The danger here is that the government could easily illegally monitor individuals with no fear of legal retribution whatsoever because it would be impossible to prove that it was the government actually conducting the surveillance.
They could claim that they had no idea the monitoring was taking place and that it was being done by some random private individual who was not acting under orders from the government.
I can’t think of a way in which someone could actually prove in a court of law that it was the government that placed the device to spy on them, meaning that they wouldn’t even have to worry about the already absurdly lax guidelines laid out by legislation like the PATRIOT Act.
O’Connor has already thought up novel ways to deploy the F-BOMB like the iPhone-controlled Parrot Drone which can be used to monitor a target from the air, deploy on a roof or even drop the device via a hook attached to the commercially available drone.
Forbes also provides an image (shown above) of a version of the F-BOMB which resides inside a common household carbon monoxide detector.
The detector can then be plugged into a wall outlet where it can remain indefinitely, collecting unknown amounts of personal and private data from the target.
The most basic F-BOMB model comes equipped with a module of AA batteries which thus allow for just a few hours of usage when not plugged in.
However, O’Connor says that he is indeed already working on versions which boast more longevity for longer monitoring away from a power source.
“It can fit whatever use case you want,” he says. “Put it in a box of stale Triscuits in the office kitchen, and no one will touch it. Or hide it in a carbon monoxide detector and you can leave it there for months.”
Indeed, I could come up with a near endless list of ways this could be deployed which likely would never be detected by the target of the surveillance, and obviously I find that quite troubling.
When one considers how easily it can be hidden along with the nearly unbelievably low price, it adds up to an unpleasant picture.
O’Connor was formerly employed by SET, another DARPA contractor, and says that he got the inspiration for the F-BOMB from talks at last summer’s Defcon, another hacker conference.
One of the talks was on systems for firing camera projectiles (hence the “Ballistically-launched” aspect of the F-BOMB) and the other was on the Wireless Aerial Surveillance Platform (WASP) which is an Air Force drone modified for cracking Wi-Fi networks and spying on cell phone communications.

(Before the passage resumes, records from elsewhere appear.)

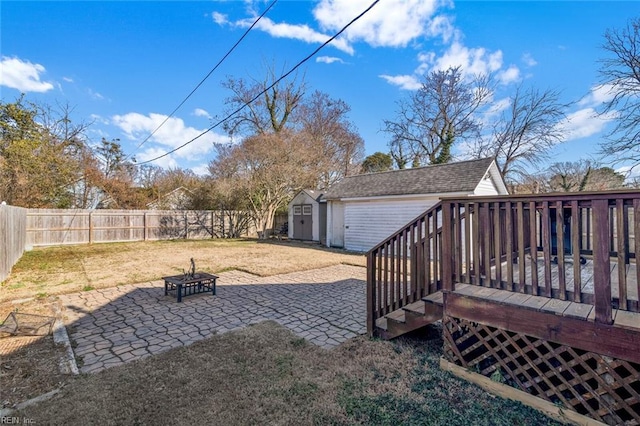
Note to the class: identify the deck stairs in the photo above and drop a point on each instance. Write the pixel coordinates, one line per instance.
(411, 317)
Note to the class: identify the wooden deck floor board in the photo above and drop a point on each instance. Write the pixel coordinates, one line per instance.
(586, 276)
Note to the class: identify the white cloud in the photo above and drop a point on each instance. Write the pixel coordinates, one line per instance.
(172, 134)
(510, 75)
(389, 23)
(99, 119)
(494, 110)
(328, 60)
(95, 95)
(473, 61)
(584, 123)
(405, 82)
(23, 75)
(296, 32)
(528, 60)
(201, 169)
(597, 95)
(219, 18)
(199, 112)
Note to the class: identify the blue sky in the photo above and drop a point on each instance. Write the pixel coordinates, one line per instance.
(126, 65)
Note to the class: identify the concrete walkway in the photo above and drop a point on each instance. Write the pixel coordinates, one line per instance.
(116, 325)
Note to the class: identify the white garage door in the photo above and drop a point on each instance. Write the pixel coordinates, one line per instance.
(367, 223)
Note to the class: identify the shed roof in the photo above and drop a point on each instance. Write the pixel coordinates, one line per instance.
(462, 176)
(315, 194)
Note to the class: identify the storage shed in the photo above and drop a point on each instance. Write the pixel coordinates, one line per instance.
(307, 216)
(363, 210)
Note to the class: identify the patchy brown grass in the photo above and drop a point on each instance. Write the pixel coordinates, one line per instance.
(264, 374)
(29, 366)
(64, 269)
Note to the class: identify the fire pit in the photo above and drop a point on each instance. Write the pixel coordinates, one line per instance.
(190, 283)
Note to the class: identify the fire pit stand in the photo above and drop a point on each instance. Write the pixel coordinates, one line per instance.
(188, 284)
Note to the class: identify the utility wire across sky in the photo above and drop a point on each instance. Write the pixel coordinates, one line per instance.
(206, 77)
(282, 77)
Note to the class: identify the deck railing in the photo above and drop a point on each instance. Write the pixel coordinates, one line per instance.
(406, 266)
(578, 247)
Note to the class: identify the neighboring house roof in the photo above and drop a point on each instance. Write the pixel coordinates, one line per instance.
(462, 176)
(312, 193)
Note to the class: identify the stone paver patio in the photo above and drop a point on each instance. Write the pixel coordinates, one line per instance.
(116, 325)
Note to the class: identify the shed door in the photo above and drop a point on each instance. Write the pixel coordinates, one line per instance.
(337, 225)
(302, 223)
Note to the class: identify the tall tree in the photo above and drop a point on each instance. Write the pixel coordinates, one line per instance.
(377, 162)
(584, 175)
(37, 164)
(525, 133)
(620, 74)
(117, 178)
(262, 113)
(338, 147)
(436, 116)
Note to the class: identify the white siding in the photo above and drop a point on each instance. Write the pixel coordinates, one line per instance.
(367, 223)
(303, 198)
(486, 187)
(335, 224)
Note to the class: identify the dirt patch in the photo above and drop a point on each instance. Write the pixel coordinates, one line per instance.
(56, 270)
(264, 374)
(29, 365)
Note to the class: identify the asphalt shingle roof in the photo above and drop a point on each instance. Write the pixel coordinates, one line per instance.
(462, 176)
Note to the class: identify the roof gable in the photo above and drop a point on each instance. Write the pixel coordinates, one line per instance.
(462, 176)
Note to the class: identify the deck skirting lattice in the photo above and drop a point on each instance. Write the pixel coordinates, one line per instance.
(598, 386)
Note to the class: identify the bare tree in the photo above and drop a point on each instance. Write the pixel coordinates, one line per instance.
(266, 169)
(583, 175)
(526, 132)
(620, 73)
(338, 146)
(377, 162)
(436, 116)
(269, 112)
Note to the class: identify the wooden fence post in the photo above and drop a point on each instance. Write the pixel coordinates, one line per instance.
(145, 234)
(601, 266)
(371, 293)
(90, 227)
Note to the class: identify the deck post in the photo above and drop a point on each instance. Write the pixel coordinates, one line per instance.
(447, 246)
(601, 265)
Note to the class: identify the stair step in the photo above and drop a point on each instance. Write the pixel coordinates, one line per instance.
(397, 316)
(434, 298)
(382, 324)
(415, 308)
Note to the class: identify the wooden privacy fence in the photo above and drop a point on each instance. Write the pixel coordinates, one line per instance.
(13, 222)
(47, 227)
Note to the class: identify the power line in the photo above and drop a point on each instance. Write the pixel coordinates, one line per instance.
(206, 77)
(285, 75)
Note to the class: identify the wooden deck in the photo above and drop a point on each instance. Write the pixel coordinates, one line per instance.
(566, 331)
(586, 282)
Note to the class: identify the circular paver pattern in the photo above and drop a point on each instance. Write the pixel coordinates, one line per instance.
(112, 326)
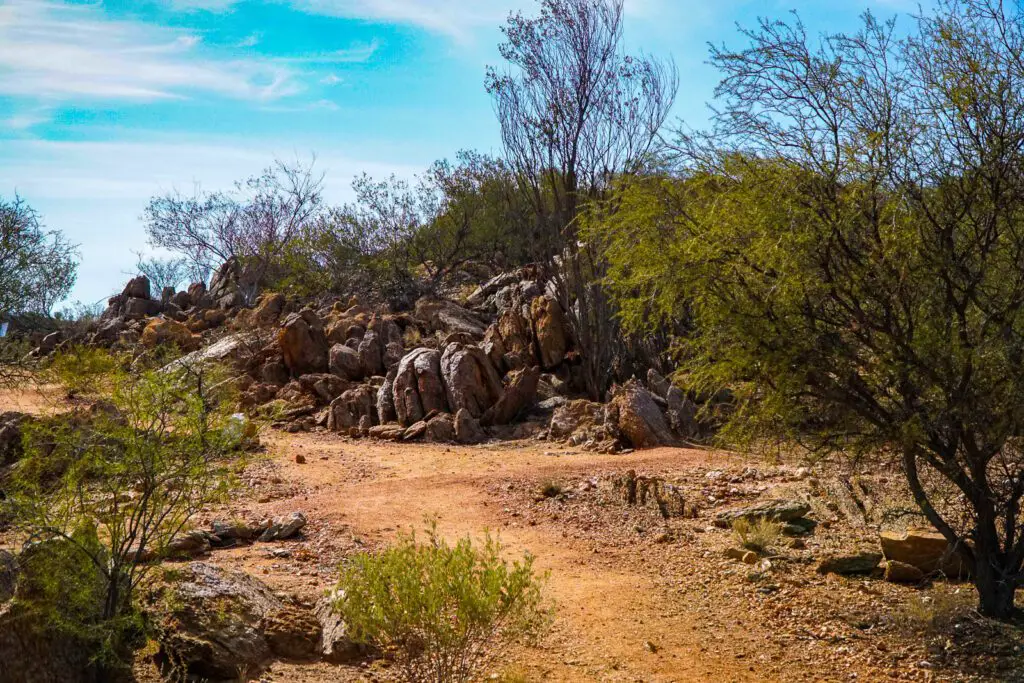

Forbes provides two links for the subjects, but the link for “systems for firing camera projectiles” was identified as malicious by my anti-virus software so I wouldn’t recommend that you visit it unless you are properly protected.
However, the same author, Andy Greenberg, covered the WASP in July of last year for Forbes in an article which you can read here.
The major difference between O’Connor’s F-BOMB and the two projects at Defcon is the insanely low costs associated with O’Connor’s project and the fact that all components are commercially-available and thus could be acquired by anyone, it “can be left behind without its innards revealing who built it, as more custom-designed or expensive parts might.”
“If you lose it, it’s not a big deal,” O’Connor said, highlighting what I think is one of the more troublesome aspects of this device. “And if they take it apart, they don’t learn anything about you.”
This allows for illegal surveillance to become more widespread due to lower risk in terms of both liability and cost.
Seeing as our government has become obsessed with creating an invisible surveillance state which would make Orwell think Nineteen Eighty-Four was far too conservative to be realistic, the F-BOMB seems like the perfect device to help them in their quest to bathe our nation and the world in a massive surveillance grid, which can now be done at a fraction of the cost one might associate with such a behemoth task.